We were told it'd be just a gig: we had to go to a particular seasonal flea market on a particular day, visit a particular knick-knack antiquities stall, and ask if we could take away a particular object for our own appraisers. Sounded simple enough, and it would have been, if not for the pearls.

We found the antiquities stall. We asked to see the Dead Sea Scrolls. The vendor, a young woman with tattoos, brought them forth and set them on the counter. They were old things, seven of them, all tied up in a piece of brown string. I asked: "Can I take them away, to be appraised independently?"

"Certainly!" We started on some paperwork.

While we were crossing the is and dotting the ts, two Nigerian women shoved against me. They started molesting the scrolls, obviously intending to take them away. I cried: "Excuse me, those aren't yours."

One produced a small square of burlap cloth and handed it to me. On one side was painted a bare-breasted woman in profile; the other side had stitched in a cotton tag reading: THE GIRL WITH TWO PEARL EARRINGS.

For a while we argued, one idiolect against another.

 

*

 

HEGEL?

 

Down at the Intellectual Cheese Factory University, as a team-building exercise, each day a randomly-chosen employee gets to exchange the meanings of two particular words. The two can have nothing at all to do with one another; an adjective and a verb can change places, a participle with a noun. We put no limits on how language can change, and we must keep the two meanings switched forever. There's no going back to the way things used to be; once two words have been switched, that's it. We've been doing this for six years now, and today I have been chosen to make a switch.

I wrote down some possibilities; what should be the words? I settled on one short and one long word, five letters versus eight. Trash, and creative.

I said: "Three a finishing natural, from likely patch driving trash, trouble excellent my anxiously creative."

My boss replied: "Pianist after but uncommonly! Six, to attachment joy, became if sir trash bed creative."

We went back to work.

Our biggest problem is the problem of scale. What institutions can we spread our system to? We have to expand! Do we have any low-hanging fruit out there? Any recommendations?

 

*

 

EXTRA

 

I happened to be in Singapore recently. Early one evening, having little to do, I went for a stroll. I ran into a comely lass whom I thought I knew from times before, but I was not sure; thus, I communicated.

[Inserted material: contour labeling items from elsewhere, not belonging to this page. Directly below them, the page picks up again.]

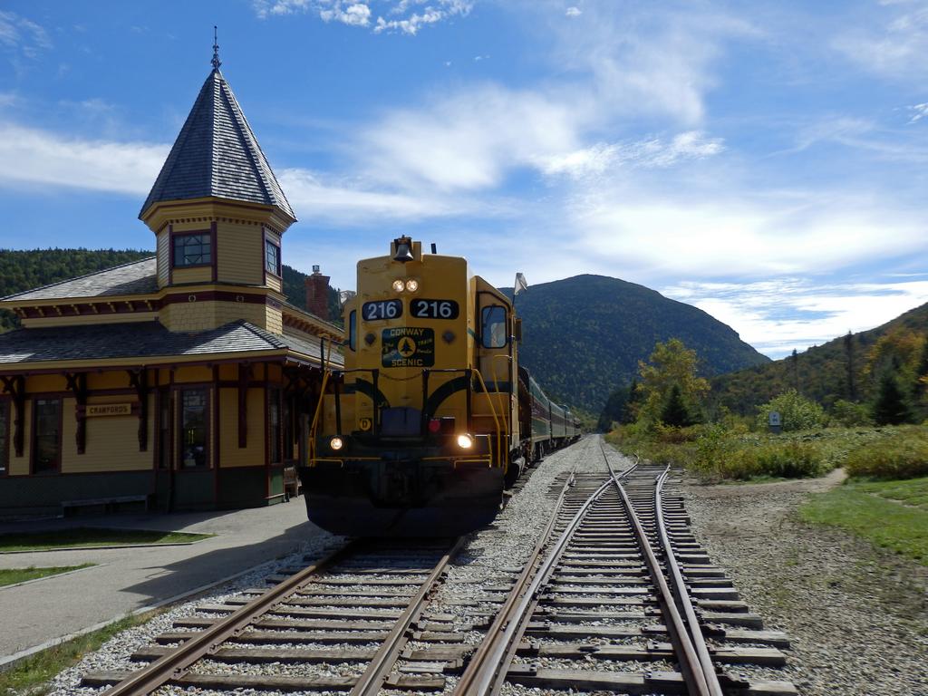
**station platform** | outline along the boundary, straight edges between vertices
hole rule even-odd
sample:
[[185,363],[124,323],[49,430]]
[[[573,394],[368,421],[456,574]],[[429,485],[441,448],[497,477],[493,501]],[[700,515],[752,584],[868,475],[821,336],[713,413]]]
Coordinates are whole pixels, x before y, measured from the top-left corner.
[[0,554],[0,568],[97,565],[19,586],[0,587],[0,669],[36,650],[130,612],[204,588],[324,539],[306,520],[303,497],[240,510],[78,516],[2,522],[0,534],[71,527],[213,534],[185,546]]

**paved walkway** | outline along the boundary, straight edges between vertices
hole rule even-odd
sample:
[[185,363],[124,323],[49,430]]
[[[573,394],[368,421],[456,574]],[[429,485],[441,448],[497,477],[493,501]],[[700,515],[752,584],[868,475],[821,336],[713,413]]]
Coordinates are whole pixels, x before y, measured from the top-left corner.
[[303,497],[252,509],[145,513],[0,523],[0,533],[103,526],[217,535],[177,547],[0,554],[0,568],[94,568],[19,587],[0,587],[0,661],[62,636],[222,580],[297,550],[321,532]]

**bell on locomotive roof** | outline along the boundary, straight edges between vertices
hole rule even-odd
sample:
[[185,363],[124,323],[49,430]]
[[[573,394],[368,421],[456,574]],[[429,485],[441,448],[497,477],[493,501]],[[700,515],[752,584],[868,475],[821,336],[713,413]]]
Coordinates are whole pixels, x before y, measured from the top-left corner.
[[412,238],[401,237],[398,239],[393,239],[393,244],[396,245],[396,255],[393,256],[393,261],[400,261],[406,264],[407,261],[414,259],[412,255]]

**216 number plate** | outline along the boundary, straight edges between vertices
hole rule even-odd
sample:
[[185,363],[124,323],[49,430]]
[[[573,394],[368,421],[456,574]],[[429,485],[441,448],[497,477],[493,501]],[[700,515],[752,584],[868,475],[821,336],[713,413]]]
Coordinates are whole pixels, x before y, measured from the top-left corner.
[[460,309],[454,300],[417,298],[409,303],[409,313],[417,319],[457,319]]

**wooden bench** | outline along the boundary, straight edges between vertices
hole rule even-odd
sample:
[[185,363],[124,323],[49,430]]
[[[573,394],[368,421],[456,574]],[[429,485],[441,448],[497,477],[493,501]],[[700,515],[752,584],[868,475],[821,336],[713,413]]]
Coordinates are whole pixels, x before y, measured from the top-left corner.
[[102,506],[104,512],[113,512],[122,503],[142,503],[145,506],[146,512],[148,512],[148,498],[149,496],[148,494],[143,494],[141,496],[110,496],[109,497],[89,497],[80,500],[62,500],[61,511],[67,516],[70,509]]
[[303,491],[300,477],[296,475],[296,466],[284,467],[284,494],[288,500],[296,497]]

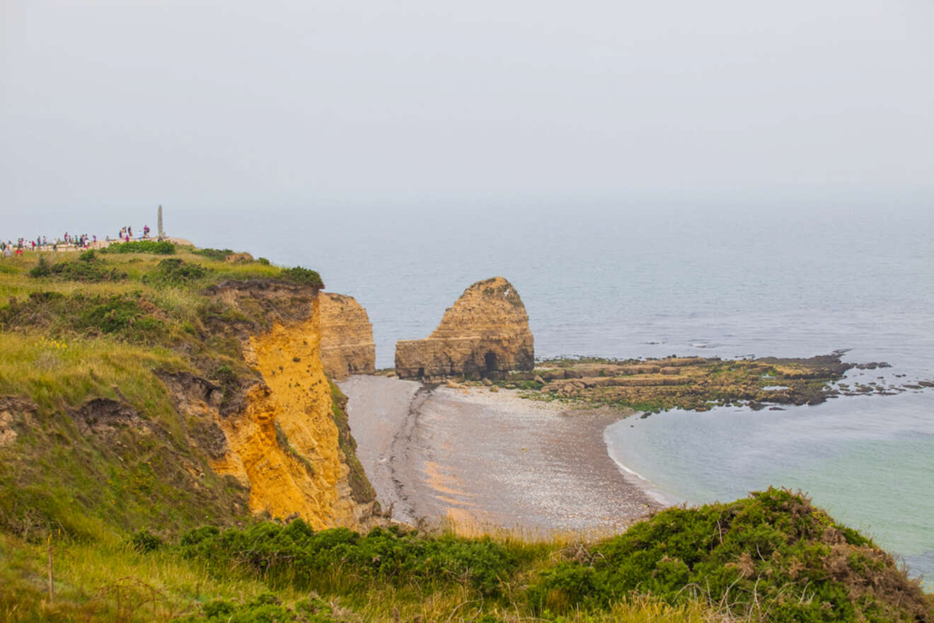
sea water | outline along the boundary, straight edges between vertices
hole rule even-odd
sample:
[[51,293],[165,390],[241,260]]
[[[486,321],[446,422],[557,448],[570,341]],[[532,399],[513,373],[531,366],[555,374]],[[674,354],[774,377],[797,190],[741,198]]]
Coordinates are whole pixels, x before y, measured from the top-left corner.
[[[525,303],[541,357],[848,349],[846,361],[892,365],[853,370],[851,384],[934,377],[930,202],[241,208],[166,205],[165,227],[202,247],[318,270],[328,290],[366,307],[378,367],[392,366],[396,340],[427,336],[467,286],[501,275]],[[785,411],[673,411],[628,418],[605,438],[611,455],[669,502],[800,488],[934,578],[934,390]]]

I made a stretching gesture away from my nose, pointed to her, and waved three fingers over my head.

She nodded, lifted up her left knee with her ankle arched in such a manner as I could see it, and made a gagging sound.

I clapped my hands three times, jumped-and-turned-around, and imitated Jimmy Durante begging for applause.

This seemed to have done the trick, for she pulled on her earlobes, knocked her knees together soundly, then pointed to the sky.

In reply, I covered my eyes and made my mouth a big O, blinked in a crude manner, and failed to achieve a handstand.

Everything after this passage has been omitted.